5 Fragen an ... Thomas Rietzschel

5 Fragen an ... Thomas Rietzschel

Ihrem neuen Buch, Die Handschrift des Legionärs Franz Eckstein, liegt ein älteres zugrunde: das Tagebuch eines jungen Mannes, der 1867 für fünf Jahre zur Fremdenlegion nach Afrika ging. Wie hat man sich dieses Dokument vorzustellen?
Äußerlich betrachtet handelt es sich um ein Notizbuch, wie es damals für alle möglichen Aufzeichnungen verwendet wurde. Nichts Besonderes, kein Ledereinband, nur zwei Pappdeckel, von einem Rücken aus schwarzem Leinen zusammengehalten. Die Seiten sind mit der Zeit vergilbt, doch so gut erhalten, dass man noch jeden Buchstaben erkennt. Es gibt keine Zeile, die nicht schnurgerade verläuft: die ebenso akkurat wie kunstvoll ausgeführte Handschrift eines Mannes, der mit der spitzen Stahlfeder umzugehen wusste. Auch der Stil verrät eine sprachliche Gewandtheit, die nicht so recht zu dem Bild passen will, das wir uns gemeinhin von den Söldnern der Fremdenlegion machen. Darauf kam ich aber erst, nachdem ich gelernt hatte, die Handschrift des 19. Jahrhunderts, die Fraktur, zu lesen.

Wie sind die Aufzeichnungen in Ihre Hände gekommen?
Ich fand sie eines Tages, im Alter von 14 oder 15 Jahren, auf dem Schreibtisch meines Vaters, sah ihn gelegentlich darin lesen. Er wiederum hatte sie von einer Freundin meiner Eltern bekommen, die selbst kinderlos war. Ob er sie darum bat, weiß ich nicht. Heute bin ich mir allerdings sicher, dass sich die alte Dame wünschte, die Erinnerungen ihres Schwiegervaters mögen weiter aufbewahrt werden, so wie es mein Vater gehofft haben mag, als er mir die Handschrift anvertraute, viele Jahre später.

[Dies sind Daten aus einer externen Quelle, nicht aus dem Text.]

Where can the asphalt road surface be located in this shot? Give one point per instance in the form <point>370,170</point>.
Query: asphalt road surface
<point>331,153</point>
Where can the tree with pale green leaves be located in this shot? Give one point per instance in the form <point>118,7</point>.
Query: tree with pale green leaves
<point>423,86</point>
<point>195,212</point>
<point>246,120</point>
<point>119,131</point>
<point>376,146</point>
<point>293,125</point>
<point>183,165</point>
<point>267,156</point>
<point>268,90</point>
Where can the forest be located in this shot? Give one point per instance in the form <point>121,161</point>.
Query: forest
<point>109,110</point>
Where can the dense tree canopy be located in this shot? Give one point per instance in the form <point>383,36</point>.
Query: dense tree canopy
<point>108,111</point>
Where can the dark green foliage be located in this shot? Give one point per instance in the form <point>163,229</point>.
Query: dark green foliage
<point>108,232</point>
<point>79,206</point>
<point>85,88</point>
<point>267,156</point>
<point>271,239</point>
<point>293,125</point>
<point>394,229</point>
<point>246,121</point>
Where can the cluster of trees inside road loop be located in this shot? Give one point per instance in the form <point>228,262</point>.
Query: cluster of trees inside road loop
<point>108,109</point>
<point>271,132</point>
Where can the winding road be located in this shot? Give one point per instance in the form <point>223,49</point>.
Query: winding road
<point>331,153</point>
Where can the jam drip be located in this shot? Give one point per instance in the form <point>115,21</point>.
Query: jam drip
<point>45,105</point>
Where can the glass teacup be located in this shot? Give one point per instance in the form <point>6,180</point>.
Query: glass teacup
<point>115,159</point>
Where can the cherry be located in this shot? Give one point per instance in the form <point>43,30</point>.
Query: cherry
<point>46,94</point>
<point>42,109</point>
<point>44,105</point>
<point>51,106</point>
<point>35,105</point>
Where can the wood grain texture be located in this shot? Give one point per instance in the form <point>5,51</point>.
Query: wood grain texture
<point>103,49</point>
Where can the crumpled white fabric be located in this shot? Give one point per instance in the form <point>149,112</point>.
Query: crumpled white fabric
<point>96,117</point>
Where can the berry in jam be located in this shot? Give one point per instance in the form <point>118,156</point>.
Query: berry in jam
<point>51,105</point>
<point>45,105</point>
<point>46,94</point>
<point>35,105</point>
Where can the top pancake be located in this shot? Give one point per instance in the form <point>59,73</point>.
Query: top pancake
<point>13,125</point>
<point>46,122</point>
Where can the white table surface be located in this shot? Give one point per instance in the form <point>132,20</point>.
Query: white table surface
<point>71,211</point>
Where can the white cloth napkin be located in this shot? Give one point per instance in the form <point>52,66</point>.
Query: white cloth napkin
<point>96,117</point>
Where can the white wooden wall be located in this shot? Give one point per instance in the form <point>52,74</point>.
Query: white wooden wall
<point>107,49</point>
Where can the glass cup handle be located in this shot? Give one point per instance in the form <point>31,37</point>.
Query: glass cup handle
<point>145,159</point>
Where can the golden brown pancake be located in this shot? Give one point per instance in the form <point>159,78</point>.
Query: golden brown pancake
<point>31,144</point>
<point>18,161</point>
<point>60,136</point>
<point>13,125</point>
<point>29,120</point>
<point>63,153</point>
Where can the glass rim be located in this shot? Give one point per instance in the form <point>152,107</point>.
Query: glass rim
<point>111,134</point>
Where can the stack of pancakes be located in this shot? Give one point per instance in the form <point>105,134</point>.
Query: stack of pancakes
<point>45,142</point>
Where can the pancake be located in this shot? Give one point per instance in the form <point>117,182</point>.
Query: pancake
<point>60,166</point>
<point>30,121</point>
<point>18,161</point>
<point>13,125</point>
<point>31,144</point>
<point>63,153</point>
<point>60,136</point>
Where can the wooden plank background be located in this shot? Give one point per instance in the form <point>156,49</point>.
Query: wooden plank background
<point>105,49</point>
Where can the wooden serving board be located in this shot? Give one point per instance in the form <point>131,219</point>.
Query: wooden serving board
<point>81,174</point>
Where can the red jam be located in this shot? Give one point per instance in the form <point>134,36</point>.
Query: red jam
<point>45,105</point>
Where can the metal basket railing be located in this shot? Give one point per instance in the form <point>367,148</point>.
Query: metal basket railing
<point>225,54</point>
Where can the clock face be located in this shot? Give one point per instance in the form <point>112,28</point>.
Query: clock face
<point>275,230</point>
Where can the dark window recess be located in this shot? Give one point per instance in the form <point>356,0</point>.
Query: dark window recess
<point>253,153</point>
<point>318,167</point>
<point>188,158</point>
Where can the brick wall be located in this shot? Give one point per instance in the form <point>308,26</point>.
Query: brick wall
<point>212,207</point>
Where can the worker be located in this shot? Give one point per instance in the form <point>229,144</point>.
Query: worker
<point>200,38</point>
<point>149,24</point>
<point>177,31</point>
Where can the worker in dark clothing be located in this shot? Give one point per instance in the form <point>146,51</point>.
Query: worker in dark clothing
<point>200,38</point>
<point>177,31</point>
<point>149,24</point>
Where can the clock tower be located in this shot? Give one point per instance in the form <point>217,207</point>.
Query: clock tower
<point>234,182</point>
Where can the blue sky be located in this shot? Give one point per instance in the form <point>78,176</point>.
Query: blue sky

Was hat Sie dann bewegt, daraus eine Art dokumentarischen Roman zu machen?
Neugierig auf den Inhalt war ich von Anfang an. Schon die fremde Schrift ließ Geheimnisvolles erwarten. Für den Bericht abenteuerlicher Erlebnisse sprach der Titel Fünf Jahre bei der Fremdenlegion in Algier. Die Erwartungen wurden nicht enttäuscht. Mehr noch, beim Lesen merkte ich schnell, wie sich im Schicksal des unbekannten, längst vergessenen Mannes Zeit und Gesellschaft spiegelten, lebendiger als in den Abhandlungen der Historiker. Immer öfter fühlte ich mich an Namen, Orte und Geschehnisse erinnert, die mir aus der eigenen Familiengeschichte vertraut waren. Bei der weiterführenden Recherche stellte sich außerdem heraus, dass dieser Franz Eckstein nach seiner Rückkehr aus Afrika mit meinen Vorfahren in Verbindung gestanden haben musste.

Gibt es Ihrer Meinung nach in gesellschaftspolitischer, ökonomischer und kultureller Hinsicht Analogien zwischen den 1910er- und den 2010er-Jahren?
Analogien mag es insofern geben, als wir heute wieder auf einem Pulverfass sitzen, in jeder angesprochenen Hinsicht. Ob es wirklich wie damals explodiert, müssen wir wohl oder übel abwarten. Auch 1910 hätte das niemand vorhersagen können. Als Erzähler kann ich immer nur von dem berichten, was war oder ist, nie von dem, was kommen wird.

Ihre vorhergehenden Bücher, Die Stunde der Dilettanten (2012) und Geplünderte Demokratie (2014), gehörten eindeutig zum Genre des aktuellen Sachbuchs. Mit der Handschrift des Legionärs haben Sie einen Schritt in Richtung dessen unternommen, was die Amerikaner Doku-Fiction nennen und immer mit Truman Capotes Kaltblütig assoziiert wird.
Dieses Vorbilds bin ich mir beim Schreiben nicht bewusst gewesen. Aber letztlich ist ja jedes romanhaft angelegte Buch, sofern es sich nicht um Science-Fiction handelt, dokumentarisch unterlegt. Gleich, ob nun historische Exkurse eingeflochten sind oder ob sich das dokumentarisch belegbare Geschehen gänzlich in der erfundenen Handlung auflöst. Außer Frage steht, dass die belletristische Form Möglichkeiten einer lebendigen Darstellung eröffnet, bei der die Grenzen zum Sachbuch erzählend verfließen können. Ich finde das sehr reizvoll.